Sunday, September 12, 2010

Protests threaten Greece's financial stability plans

Greeks took to the streets again yesterday after Prime Minister George Papandreou announced new austerity measures designed to keep Greece from defaulting on its international obligations, which include a new 110 billion euro loan from other European Union countries. The unrest appeared to be led by the country's powerful labor unions, which feel under threat from proposals to end their control of some of Greece's most vital professions. "The battle we are waging is for the survival of Greece," Papandreou said in the northern city of Thessaloniki, according to Cable News Network (CNN). "This is not a battle that the prime minister or his government will win or lose.
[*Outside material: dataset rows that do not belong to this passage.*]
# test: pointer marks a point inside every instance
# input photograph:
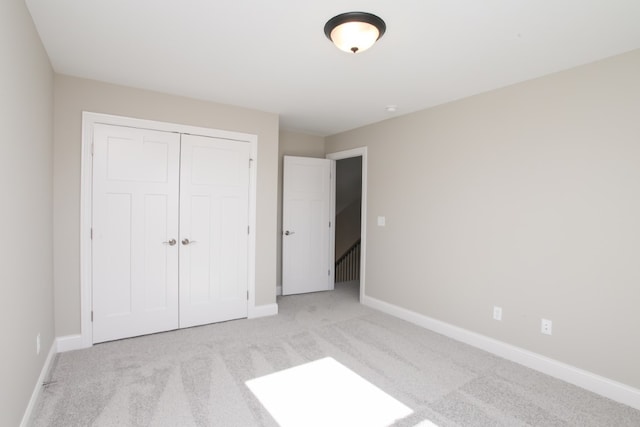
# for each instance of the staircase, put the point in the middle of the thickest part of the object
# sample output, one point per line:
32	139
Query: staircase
347	267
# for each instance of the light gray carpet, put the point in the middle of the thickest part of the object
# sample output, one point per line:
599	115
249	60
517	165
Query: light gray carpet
196	377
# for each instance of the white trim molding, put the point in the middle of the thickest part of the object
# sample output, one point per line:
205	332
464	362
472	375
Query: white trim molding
26	418
263	310
587	380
This battle, we will either all win it together or we will all sink together." Greece's huge civil servant union, ADEDY, called a nationwide strike Monday to protest the latest austerity measures, which include thousands of layoffs at the national rail company, OSE, CNN said. "Unions don't agree with the social and economic politics of the government," said Spyros Papaspyrou, ADEDY's leader, CNN said. Other measures put forth by Papandreou include cuts in corporate income taxes aimed at halting the decline of the Greek economy, which is expected to contract by 4 percent in 2010 and 2 1/2 percent next year. As a condition of the EU loan, Greece is obligated to bring its massive budget deficit, now around 14 percent of its gross national product, down to the European Union limit of 3 percent by 2014, CNN said.